Axe falls on rooftop billboards

House owners, who have allowed space on their rooftops to advertisers to install hoardings, beware!

Our Correspondent Published 12.09.18, 06:30 PM
Hoardings on a building at Ashok Nagar and (below) a structure without hoardings after a BMC drive in Bhubaneswar on Wednesday. Pictures by Ashwinee Pati and Telegraph picture

Bhubaneswar: House owners, who have allowed space on their rooftops to advertisers to install hoardings, beware!

Bhubaneswar Municipal Corporation (BMC) is going to collect holding tax at commercial rates from house owners, who have allowed advertisers to illegally install rooftop hoardings on their buildings.

While rooftop hoardings have been declared illegal within the jurisdiction of the civic body, they also contribute to cluttering the city skyline.

The BMC on Wednesday began removing rooftop hoardings installed on buildings. A team led by zonal deputy commissioner (north zone) on Wednesday removed 13 rooftop hoardings from houses Chandrasekharpur.

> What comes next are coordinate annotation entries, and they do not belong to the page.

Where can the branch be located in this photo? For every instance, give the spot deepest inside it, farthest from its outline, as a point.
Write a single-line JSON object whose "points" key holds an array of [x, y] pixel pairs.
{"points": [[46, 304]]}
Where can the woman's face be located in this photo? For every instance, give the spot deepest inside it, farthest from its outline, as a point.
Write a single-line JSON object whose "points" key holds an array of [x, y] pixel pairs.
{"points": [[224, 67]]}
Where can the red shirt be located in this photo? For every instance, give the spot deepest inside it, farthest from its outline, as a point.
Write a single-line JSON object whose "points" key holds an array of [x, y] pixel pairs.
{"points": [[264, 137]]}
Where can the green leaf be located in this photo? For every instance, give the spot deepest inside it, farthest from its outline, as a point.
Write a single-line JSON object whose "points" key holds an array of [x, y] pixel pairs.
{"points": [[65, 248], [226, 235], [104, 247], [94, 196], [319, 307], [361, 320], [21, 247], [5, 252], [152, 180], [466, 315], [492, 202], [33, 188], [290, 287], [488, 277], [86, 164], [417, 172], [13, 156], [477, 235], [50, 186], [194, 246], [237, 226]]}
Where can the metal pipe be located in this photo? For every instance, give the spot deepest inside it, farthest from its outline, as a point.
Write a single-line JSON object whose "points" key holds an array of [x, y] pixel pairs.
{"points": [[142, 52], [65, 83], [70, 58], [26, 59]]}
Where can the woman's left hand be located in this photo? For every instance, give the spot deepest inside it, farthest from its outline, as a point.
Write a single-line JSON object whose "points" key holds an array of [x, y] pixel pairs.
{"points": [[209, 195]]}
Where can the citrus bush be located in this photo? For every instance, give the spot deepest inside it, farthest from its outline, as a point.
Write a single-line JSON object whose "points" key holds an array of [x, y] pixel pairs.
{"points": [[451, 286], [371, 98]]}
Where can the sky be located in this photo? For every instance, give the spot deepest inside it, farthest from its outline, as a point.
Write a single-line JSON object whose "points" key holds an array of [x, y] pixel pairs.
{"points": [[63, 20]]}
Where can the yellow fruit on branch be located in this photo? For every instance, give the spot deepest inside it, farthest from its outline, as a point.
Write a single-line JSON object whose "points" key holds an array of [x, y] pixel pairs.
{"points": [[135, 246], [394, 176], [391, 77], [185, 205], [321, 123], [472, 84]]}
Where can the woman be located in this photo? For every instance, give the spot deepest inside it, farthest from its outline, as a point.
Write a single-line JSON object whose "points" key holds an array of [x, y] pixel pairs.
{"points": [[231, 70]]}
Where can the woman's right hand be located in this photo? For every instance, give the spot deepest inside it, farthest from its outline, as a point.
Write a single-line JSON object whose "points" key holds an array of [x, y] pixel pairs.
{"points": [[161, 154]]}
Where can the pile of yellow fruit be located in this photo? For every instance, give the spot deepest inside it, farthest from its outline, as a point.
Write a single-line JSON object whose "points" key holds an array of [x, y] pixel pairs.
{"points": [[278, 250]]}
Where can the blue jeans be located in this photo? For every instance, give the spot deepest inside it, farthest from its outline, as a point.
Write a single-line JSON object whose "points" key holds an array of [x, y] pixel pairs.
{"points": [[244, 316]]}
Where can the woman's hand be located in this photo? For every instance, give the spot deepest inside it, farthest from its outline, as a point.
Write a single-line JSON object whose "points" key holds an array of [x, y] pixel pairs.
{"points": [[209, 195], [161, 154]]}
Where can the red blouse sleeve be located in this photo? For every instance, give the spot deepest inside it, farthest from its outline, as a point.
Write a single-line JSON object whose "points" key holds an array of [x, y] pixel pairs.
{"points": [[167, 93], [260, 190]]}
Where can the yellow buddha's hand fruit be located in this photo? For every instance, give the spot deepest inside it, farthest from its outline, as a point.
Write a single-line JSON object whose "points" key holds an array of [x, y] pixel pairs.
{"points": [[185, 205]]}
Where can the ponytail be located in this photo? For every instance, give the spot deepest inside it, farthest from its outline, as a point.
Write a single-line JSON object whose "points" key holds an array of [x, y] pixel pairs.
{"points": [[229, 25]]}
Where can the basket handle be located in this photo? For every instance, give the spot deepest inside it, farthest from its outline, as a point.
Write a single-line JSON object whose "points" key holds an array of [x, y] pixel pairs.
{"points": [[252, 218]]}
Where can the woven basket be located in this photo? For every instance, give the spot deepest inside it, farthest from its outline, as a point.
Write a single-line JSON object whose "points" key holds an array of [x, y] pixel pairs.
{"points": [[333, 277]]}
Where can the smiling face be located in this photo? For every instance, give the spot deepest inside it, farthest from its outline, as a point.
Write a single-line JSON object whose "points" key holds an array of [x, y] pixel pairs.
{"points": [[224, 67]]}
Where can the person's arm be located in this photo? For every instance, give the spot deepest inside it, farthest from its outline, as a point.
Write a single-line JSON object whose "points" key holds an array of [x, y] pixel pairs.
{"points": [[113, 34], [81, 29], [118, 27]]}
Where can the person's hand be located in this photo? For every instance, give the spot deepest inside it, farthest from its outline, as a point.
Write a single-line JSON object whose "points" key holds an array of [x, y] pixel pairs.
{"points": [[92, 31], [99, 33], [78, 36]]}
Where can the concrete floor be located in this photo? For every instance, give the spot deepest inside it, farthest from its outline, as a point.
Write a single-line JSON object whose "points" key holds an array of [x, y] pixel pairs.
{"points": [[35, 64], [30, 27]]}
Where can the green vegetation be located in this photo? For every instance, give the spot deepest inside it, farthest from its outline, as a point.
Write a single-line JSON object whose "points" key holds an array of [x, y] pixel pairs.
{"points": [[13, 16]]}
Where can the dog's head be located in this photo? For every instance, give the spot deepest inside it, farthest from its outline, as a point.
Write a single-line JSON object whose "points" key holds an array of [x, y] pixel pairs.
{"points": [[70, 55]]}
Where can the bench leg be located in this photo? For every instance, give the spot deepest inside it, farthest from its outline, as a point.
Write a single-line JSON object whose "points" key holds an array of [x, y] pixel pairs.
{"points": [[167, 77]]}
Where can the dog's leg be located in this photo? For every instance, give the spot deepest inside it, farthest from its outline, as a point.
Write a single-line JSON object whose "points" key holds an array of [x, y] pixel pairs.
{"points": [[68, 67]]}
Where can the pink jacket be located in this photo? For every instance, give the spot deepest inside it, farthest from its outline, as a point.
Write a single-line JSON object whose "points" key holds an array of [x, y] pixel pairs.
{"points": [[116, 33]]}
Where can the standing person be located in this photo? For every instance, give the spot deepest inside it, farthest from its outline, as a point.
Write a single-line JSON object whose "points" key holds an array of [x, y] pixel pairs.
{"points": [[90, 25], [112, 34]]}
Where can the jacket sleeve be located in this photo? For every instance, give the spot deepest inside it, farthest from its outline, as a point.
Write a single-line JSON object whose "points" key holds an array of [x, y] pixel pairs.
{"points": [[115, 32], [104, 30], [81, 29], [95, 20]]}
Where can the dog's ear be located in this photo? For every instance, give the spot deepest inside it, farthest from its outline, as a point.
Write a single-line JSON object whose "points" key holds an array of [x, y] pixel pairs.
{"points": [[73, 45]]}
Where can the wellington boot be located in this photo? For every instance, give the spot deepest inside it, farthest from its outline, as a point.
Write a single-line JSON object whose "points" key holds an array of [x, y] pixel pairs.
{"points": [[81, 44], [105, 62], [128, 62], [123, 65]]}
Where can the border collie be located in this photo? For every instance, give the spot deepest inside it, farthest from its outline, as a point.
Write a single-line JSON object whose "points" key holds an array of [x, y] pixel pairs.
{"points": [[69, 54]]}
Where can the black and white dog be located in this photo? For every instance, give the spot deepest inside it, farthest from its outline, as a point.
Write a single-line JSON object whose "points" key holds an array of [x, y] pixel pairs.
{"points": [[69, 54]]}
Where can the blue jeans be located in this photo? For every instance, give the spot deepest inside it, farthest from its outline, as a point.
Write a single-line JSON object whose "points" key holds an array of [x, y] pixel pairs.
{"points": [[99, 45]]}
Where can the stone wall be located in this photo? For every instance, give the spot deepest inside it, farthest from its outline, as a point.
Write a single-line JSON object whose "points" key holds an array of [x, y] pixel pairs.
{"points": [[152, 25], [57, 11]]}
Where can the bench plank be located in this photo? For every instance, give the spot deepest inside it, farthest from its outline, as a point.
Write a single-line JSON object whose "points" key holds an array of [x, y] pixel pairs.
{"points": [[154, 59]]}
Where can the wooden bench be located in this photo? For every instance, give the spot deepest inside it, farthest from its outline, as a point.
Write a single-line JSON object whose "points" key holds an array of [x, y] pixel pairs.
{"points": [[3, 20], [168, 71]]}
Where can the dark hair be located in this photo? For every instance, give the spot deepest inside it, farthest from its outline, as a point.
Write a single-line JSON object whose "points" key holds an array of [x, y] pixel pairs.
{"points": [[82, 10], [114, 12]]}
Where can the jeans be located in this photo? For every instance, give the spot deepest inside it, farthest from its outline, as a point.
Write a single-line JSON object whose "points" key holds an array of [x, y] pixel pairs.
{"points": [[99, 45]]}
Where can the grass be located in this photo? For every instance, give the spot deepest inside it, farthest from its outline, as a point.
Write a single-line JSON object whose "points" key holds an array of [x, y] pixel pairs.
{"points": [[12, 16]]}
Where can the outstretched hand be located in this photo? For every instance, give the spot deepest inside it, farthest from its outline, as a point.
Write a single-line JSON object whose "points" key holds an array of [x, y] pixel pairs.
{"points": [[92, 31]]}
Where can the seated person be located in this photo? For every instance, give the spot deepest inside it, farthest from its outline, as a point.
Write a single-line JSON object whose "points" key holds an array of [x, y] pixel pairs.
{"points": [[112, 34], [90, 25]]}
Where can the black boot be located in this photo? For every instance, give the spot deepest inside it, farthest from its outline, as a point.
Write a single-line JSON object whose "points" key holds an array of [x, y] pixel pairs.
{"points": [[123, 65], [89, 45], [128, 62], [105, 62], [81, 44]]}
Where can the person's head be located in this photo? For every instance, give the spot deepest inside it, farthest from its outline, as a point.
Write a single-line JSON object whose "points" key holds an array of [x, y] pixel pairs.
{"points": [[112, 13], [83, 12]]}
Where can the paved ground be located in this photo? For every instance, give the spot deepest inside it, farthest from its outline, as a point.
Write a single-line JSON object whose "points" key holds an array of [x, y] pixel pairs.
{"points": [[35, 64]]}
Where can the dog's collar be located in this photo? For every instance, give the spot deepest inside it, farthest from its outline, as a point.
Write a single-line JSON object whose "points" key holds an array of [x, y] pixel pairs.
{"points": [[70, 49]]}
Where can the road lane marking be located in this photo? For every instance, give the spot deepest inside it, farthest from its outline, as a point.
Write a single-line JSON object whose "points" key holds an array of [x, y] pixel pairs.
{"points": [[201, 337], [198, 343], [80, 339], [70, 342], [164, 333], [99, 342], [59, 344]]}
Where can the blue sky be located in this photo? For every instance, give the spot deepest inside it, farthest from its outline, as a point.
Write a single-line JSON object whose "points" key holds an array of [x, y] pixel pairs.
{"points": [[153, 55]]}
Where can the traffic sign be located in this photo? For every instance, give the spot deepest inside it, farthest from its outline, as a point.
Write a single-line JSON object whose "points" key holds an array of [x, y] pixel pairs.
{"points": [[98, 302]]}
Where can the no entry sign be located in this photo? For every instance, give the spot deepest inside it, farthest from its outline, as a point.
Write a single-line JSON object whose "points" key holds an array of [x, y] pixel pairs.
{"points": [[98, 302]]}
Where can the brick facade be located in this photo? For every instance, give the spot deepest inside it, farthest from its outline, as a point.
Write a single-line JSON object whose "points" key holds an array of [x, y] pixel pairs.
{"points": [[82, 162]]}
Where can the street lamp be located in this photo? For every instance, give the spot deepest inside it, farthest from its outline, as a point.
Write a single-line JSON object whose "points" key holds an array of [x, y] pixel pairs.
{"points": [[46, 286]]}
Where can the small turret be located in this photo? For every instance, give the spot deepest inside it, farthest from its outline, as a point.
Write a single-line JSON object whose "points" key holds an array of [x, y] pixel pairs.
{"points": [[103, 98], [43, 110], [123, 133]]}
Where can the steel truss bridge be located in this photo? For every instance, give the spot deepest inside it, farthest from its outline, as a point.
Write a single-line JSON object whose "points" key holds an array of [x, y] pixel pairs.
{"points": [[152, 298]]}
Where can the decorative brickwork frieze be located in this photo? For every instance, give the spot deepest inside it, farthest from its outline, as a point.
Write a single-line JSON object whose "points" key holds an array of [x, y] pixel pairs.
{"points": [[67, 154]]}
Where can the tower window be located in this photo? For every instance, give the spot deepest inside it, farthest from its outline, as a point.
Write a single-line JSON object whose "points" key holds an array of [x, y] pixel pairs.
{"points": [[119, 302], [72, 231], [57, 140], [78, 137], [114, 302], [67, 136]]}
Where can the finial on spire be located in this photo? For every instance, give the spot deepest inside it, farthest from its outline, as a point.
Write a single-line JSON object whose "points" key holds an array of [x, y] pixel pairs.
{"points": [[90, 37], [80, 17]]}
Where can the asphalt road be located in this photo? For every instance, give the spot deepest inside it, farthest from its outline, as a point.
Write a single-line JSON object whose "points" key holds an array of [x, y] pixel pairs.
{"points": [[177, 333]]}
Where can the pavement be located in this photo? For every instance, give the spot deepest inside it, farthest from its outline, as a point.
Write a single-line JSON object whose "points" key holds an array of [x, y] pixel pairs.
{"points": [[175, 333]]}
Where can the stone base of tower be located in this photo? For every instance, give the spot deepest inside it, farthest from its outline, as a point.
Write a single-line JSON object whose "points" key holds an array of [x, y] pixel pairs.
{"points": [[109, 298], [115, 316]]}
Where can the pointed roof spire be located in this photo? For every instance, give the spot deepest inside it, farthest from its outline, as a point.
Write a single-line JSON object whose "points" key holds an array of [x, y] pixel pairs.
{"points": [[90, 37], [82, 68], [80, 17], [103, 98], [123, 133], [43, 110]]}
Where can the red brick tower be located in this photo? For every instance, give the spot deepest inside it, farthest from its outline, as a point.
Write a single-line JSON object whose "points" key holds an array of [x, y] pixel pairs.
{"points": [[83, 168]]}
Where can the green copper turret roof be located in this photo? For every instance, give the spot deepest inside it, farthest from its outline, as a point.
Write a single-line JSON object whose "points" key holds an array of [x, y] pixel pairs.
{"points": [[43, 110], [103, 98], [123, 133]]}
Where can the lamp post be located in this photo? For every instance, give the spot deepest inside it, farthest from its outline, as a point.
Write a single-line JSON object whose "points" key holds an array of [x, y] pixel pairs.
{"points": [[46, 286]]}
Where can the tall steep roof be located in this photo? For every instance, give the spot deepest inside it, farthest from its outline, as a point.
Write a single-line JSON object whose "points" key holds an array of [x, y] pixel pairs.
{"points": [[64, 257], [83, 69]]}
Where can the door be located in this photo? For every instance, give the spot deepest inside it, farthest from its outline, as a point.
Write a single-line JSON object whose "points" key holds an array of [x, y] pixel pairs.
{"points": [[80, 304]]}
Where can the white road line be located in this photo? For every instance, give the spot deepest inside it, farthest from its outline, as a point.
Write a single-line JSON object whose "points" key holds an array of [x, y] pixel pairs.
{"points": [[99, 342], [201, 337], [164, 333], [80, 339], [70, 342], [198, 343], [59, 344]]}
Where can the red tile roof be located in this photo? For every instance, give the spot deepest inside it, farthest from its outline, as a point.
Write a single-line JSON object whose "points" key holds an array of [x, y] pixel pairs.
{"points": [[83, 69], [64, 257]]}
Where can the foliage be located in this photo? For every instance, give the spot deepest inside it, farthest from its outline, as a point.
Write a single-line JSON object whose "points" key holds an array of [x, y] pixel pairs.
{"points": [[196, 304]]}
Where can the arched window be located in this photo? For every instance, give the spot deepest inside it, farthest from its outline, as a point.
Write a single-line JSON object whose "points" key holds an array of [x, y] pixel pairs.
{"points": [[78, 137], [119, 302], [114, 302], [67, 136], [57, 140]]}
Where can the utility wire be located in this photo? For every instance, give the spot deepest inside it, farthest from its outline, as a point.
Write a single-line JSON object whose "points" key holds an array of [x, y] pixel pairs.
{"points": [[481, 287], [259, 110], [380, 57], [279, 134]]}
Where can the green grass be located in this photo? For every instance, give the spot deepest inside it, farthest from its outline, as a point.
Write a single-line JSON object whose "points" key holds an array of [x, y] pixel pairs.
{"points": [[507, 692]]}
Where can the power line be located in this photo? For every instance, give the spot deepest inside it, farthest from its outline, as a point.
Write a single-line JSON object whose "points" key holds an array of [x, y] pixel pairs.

Deputy commissioner (revenue) Srimanta Mishra said that according to the 2006 Advertisement Rules of the state government, the municipal commissioner is empowered to remove any unauthorised advertisements from the city. As rooftop hoardings have been declared unauthorised and illegal from April, they would be removed, he said.

The move aims to do away with cluttered, uncontrolled and haphazard display of advertisements on rooftops.

These hoardings also make the buildings vulnerable in the event of natural calamities such as cyclonic winds and thunderstorms.

There had been incidents in the past in which rooftop hoardings had caused damage to public property and lives. Incidents of hoardings falling at Kalpana Square and Palaspalli due to strong winds are still fresh in public memory.

Bibhu Ranjan Giri, who is a structural engineer empanelled with the Bhubaneswar Development Authority, said: "The huge hoardings always pose a safety threat to the structures and especially to passers-by and vehicles plying on the stretch. The skyline also gets cluttered because of these hoardings.''

The civic authorities have on Wednesday asked all the zonal deputy commissioners to make an assessment of holding tax of houses or structures that have rooftop hoardings. They have been given a list of such buildings along 16 stretches, covering a 40km priority corridor across the city.

The civic body will continue its drive to bring down rooftop hoarding in all other zones of the city, said a BMC source. This is not for the first time that the BMC has decided to crack the whip of rooftop hoardings.

In November 2016, the BMC had decided to remove illegal hoardings, but the civic body lost steam after a while.